I survived and I'm home amongst moving boxes and am recovering. The combination of my SOMI brace and Tempurpedic pillow kept my head and neck steady and comfortable throughout the flight home. My companion talked the entire way with a gentleman next to her as I comfortably dozed to their melodic voices, but I still got some info from them. It seems that the gentleman travels frequently for medical treatment, as he was that evening for chemo therapy in New York, and he had several tips about charitable institutions which help people with the expensive burden of medical travel. I checked out one web site http://www.aircharitynetwork.org/ and feel totally encouraged by the idea that people actually organize to help those of us in this type of situation. I'm so glad I kept one ear open while I slept. My father told me more than once never to give up an opportunity to hear what someone has to say. You never can tell when you're going to get that wonderful bit of information, or even inspiration!
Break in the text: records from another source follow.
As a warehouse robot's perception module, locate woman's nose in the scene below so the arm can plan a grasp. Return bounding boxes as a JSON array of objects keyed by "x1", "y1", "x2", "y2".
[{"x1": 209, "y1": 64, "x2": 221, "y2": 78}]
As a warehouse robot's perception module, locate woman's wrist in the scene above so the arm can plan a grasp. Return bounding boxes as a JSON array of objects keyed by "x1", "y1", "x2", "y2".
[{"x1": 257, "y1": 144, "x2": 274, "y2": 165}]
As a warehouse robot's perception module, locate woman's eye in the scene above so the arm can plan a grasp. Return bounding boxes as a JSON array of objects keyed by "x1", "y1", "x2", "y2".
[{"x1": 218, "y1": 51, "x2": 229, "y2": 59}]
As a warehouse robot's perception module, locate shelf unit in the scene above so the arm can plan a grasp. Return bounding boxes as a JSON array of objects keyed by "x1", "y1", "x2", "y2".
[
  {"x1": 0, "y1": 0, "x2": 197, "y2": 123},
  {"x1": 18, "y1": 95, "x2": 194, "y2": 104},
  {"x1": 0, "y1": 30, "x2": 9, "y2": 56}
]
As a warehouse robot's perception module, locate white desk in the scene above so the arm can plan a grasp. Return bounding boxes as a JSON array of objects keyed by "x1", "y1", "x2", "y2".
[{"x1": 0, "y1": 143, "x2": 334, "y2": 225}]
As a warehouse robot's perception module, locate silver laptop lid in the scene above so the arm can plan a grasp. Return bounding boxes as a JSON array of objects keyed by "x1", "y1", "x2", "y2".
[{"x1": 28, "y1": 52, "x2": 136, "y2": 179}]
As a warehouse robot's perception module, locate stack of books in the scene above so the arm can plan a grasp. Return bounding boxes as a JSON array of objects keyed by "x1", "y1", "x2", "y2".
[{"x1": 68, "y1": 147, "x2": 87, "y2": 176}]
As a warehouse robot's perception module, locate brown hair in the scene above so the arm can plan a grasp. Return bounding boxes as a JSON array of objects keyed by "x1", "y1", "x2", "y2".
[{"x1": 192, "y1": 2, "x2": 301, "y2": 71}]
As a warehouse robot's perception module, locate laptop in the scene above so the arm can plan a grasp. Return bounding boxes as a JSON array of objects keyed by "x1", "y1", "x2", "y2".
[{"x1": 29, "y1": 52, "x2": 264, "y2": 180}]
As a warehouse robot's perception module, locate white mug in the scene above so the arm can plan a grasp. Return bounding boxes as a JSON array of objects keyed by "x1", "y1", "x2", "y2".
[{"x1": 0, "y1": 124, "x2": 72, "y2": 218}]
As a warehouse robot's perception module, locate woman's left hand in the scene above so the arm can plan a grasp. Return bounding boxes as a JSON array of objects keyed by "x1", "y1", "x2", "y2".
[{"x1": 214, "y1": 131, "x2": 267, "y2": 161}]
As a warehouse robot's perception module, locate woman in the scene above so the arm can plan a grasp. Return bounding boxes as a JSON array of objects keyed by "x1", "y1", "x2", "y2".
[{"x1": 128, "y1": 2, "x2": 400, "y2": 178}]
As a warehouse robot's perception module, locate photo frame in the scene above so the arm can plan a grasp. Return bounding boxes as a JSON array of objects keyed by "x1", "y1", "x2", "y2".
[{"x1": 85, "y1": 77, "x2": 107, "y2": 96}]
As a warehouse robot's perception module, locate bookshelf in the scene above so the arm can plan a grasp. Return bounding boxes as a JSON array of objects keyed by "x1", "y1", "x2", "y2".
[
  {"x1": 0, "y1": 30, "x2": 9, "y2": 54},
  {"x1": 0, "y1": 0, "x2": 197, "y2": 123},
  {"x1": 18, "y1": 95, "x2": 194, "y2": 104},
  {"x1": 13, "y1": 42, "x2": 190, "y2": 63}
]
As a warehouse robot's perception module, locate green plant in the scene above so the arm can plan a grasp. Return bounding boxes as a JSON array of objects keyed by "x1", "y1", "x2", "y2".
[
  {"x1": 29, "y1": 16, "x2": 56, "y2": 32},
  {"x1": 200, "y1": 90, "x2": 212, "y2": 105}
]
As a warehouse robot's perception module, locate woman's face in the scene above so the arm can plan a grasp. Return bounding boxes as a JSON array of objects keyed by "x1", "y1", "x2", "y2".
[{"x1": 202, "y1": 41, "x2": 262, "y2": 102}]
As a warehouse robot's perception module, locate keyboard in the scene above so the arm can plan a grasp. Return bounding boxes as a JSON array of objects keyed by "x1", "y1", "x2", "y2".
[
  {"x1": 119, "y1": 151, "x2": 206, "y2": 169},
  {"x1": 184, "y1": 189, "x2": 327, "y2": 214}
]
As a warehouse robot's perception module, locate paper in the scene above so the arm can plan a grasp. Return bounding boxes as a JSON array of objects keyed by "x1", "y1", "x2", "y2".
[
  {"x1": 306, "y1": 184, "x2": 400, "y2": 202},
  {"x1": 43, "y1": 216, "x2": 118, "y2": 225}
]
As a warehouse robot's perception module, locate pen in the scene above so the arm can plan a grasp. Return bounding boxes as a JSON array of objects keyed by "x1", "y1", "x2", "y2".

Later!!

Tuesday, August 14, 2007

Visiting Dr. Chainsaw Part II

I'm in LaGuardia airport waiting for my very delayed plane for home. I'm in pain and feel extremely sick. I lay down on the floor to try and sleep and eventually had to settle for a seizure instead. Hmmmm. Imagine having a seizure on the airport floor? Well, no one seemed to notice and from my perspective it was reminiscent of the 1976 WHO concert in the Miami Stadium with lights flashing. I felt much better after that and am back to miserably waiting for my delayed plane again. Oy. Being really sick has many complications, including airline delays. I felt this one was worth a kvetch!